Anansi’s Common Sense

Anansi’s Common Sense

Everyone knows Anansi the spider always has a trick or two, and sometimes three, up to his sleeve. He wants to be the most powerful creature in the world, and he doesn’t like to hear about others who know more than he does. One spring day, a long time ago, he came up with what he knew would be his best plan of all.

Anansi came upon a huge egg that lay on the beach. Now Anansi knew that eggs were precious things, and so he stood nearby and kept an eye on that egg. And before long that egg hatched, and out popped six bright-eyed chicks, and after a while, when they were large enough, they flew away, and Anansi kept that eggshell for himself.

He had a great plan for his egg. He decided he was going to collect all the common sense in the world. He would store it inside his eggshell because everyone knows that eggshells always contain precious things. When others needed common sense, they would have to come to Anansi, and he would charge them for his wisdom. And in this way, Anansi would not only be the creature with all the common sense, but he would also be rich!

And so, in his wily way, Anansi went around collecting common sense from every corner and nook and cranny. He collected every bit he heard and saw and thought, and he put it all inside his eggshell.
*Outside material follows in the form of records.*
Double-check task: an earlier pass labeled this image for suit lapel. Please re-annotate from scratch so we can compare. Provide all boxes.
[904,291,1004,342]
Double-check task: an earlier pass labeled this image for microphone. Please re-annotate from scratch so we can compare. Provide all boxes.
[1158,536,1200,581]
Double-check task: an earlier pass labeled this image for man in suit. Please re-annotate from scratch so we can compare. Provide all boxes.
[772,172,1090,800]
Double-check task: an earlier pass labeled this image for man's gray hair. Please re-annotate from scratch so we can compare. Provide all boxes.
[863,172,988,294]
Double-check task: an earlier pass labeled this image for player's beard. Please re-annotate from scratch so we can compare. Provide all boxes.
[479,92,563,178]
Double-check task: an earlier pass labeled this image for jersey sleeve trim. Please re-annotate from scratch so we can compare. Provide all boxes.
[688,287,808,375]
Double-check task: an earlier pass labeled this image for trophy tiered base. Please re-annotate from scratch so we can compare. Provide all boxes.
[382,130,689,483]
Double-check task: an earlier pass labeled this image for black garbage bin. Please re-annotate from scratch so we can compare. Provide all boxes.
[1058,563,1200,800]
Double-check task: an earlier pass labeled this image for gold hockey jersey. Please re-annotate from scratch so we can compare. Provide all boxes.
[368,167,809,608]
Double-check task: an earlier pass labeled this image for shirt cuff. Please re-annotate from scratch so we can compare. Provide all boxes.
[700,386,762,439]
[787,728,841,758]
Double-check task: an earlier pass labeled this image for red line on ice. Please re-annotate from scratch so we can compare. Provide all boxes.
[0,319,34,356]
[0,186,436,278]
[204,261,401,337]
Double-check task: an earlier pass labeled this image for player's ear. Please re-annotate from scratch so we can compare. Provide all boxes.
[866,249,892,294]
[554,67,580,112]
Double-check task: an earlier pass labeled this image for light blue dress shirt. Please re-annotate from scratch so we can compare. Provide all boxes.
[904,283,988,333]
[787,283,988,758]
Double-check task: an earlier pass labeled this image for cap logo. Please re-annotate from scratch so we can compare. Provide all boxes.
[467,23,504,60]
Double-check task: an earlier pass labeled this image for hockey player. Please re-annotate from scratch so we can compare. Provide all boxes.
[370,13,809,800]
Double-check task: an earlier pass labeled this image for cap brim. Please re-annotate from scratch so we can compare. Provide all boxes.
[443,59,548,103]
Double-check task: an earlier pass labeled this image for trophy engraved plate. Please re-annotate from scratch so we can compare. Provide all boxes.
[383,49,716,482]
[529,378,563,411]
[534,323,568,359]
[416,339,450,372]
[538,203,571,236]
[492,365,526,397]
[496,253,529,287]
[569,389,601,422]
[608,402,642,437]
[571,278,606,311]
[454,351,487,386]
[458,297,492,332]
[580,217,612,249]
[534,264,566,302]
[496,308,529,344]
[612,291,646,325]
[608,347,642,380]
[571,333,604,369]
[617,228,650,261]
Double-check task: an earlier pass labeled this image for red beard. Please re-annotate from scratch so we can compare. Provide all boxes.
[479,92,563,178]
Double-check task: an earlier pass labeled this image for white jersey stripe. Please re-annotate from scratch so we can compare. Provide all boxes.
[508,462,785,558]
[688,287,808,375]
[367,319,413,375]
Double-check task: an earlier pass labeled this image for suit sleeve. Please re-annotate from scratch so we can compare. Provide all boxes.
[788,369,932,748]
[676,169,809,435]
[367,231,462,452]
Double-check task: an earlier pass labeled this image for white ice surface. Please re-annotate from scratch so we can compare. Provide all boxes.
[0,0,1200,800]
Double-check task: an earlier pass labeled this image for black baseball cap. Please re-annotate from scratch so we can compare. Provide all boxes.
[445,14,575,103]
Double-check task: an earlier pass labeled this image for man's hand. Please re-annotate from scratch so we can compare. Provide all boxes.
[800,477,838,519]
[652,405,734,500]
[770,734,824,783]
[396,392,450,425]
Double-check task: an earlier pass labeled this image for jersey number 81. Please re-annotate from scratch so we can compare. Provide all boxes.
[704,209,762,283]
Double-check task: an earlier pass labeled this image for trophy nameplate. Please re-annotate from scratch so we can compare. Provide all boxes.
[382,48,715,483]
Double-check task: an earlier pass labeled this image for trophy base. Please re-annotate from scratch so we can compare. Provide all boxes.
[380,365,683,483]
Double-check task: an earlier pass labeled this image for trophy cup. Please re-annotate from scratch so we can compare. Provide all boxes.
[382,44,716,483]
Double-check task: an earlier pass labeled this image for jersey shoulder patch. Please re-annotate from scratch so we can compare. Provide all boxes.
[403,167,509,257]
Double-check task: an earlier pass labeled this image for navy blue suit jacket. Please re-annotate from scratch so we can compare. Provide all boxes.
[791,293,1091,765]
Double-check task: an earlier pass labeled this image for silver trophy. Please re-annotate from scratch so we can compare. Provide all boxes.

As the creatures heard about Anansi’s collection, they came to see him, bringing gifts of corn and sugarcane to pay for his advice.

“When we want to stay dry in the rain, what shall we do?” the hares asked.

“Dig a hole in the ground,” Anansi answered, “and crawl inside.”

“We’re so very tired from flying,” the birds told Anansi. “What shall we do?”

“Sleep,” Anansi said. “And never try to fly when you are too tired.”

“What can we do to stop our children from crying?” the herons asked.

“Teach them to fish,” Anansi said, “and they will never be hungry.”

Anansi felt proud of himself, but still, he went out collecting common sense until, one day, for all his searching, he could find no more.

“At last, I’ve collected all the common sense there is!” he said. But now he was worried that someone might try to steal his eggshell when he wasn’t looking, and he decided that he must find a good hiding place.

He traveled around looking for a good spot, and at last, he spied a tall tree. “There’s where I’ll hide my eggshell,” he said, “way up there under the leaves where no one will see it.”

Anansi knew he must be careful not to break his eggshell on the journey up the tree, and so he carefully tied a rope around its middle, and then tied the two ends of the rope together, and this rope he hung around his neck so that the eggshell rested right on his belly.

“All set!” he cried, delighted with his plan. He began to climb the tree.

Now as you know, climbing a tree is hard work in the best of times, but climbing a tree with a fragile egg next to your belly is harder than you can imagine. Each time he took another step, he feared the egg would break, and he couldn’t grip the tree very well at all. He kept trying and trying, all the while being careful to watch out for the egg, but he kept slipping to the ground again.

As he was struggling to climb, he heard someone burst out laughing, and when he turned he saw a young boy standing not far from the tree.

“Why are you laughing?” Anansi asked angrily.

The little boy laughed again. “You look funny,” he said. “What are you trying to do?”

“I’m taking my egg to its nest,” Anansi answered, and he hoped the little boy would not look inside his eggshell. After all, he needed to hide his common sense.

“If you want to climb the tree, wouldn’t it make sense to tie the eggshell to your back?” the boy asked.

Well, when Anansi heard such a wise piece of common sense coming out of the mouth of such a little boy, he was furious. He thought he had collected all the common sense there was, but if this little boy had so much, then surely there were others who had some. “How did I miss that?” he asked.

The little boy looked questioningly at him. “Sometimes the easiest things seem hard,” the little boy said. “Sometimes we need others’ help.”

Now Anansi was truly furious, for once again the boy had proven that Anansi did not have all the common sense in the world. In his fury, he tugged at the rope that held his eggshell, but he tugged too hard, for he had forgotten that some things require gentle handling.

The eggshell burst into little pieces, and all the common sense scattered onto the ground, and the wind lifted it and scattered it near and far so that everybody got a little bit of common sense, but no one got it all. So the world has Anansi to thank for that.